Adapted from "The New Basics Cookbook" by Julee Rosso and Sheila Lukins.
1 leg of lamb (7 to 8 pounds)
2 large cloves garlic, slivered
5 tablespoons olive oil
2 tablespoons plus 2 teaspoons dried thyme leaves
2 tablespoons dried rosemary
2 tablespoons plus 1 teaspoon coarsely ground black pepper
2 teaspoons ground coriander
30 small red new potatoes, quartered
2 tablespoons chopped fresh rosemary
1 teaspoon kosher salt
Rosemary sprigs (for garnish)
Set the oven at 425 degrees. With the tip of a knife cut slits all over the lamb and insert the garlic slivers into the slits. Brush the lamb all over with 2 tablespoons of the oil.
In a bowl combine 2 tablespoons of the thyme, the dried rosemary, 2 tablespoons of the pepper, and coriander. Mix well. Pat the herb mixture onto the lamb to form a crust. Place the lamb in a shallow roasting pan.

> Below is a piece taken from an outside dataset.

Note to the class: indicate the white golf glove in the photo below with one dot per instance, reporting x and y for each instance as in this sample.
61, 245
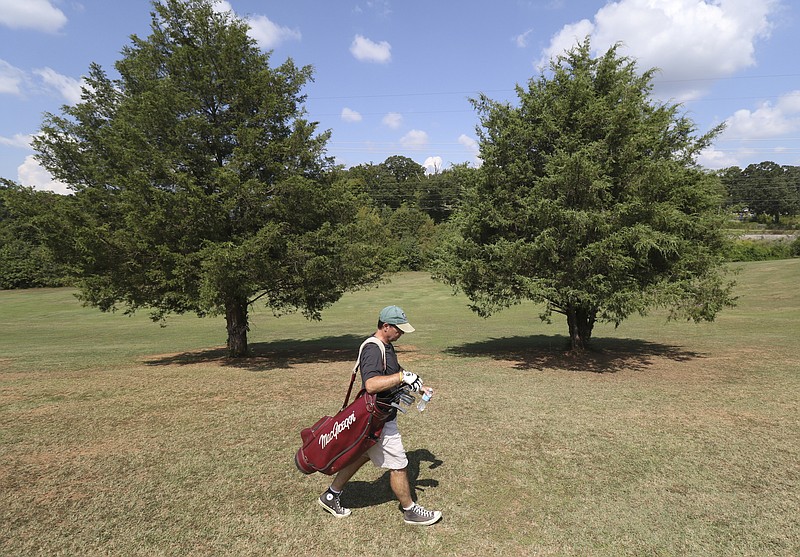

In a large mixing bowl combine the potatoes, the remaining 3 tablespoons of oil, the fresh rosemary, the remaining 2 teaspoons of the thyme and 1 teaspoon pepper, and the coarse salt. Toss well and arrange the potatoes around the lamb.
Roast the lamb for 45 minutes. Reduce the oven temperature to 375 degrees and stir the potatoes slightly so they don't stick to the pan. Cook an additional 30 minutes. (Rare lamb takes about 12 minutes per pound, well-done lamb about 18 minutes per pound.)
Remove the pan from the oven and test the lamb with an instant-reading meat thermometer. It should read 120 degrees for rare. Let the lamb rest, loosely covered, for 15 minutes before carving. (The meat will continue to cook a bit more, and the temperature will rise to 135 to 140 degrees.)
Place the lamb on a warm platter, surround it with potatoes, and garnish with rosemary.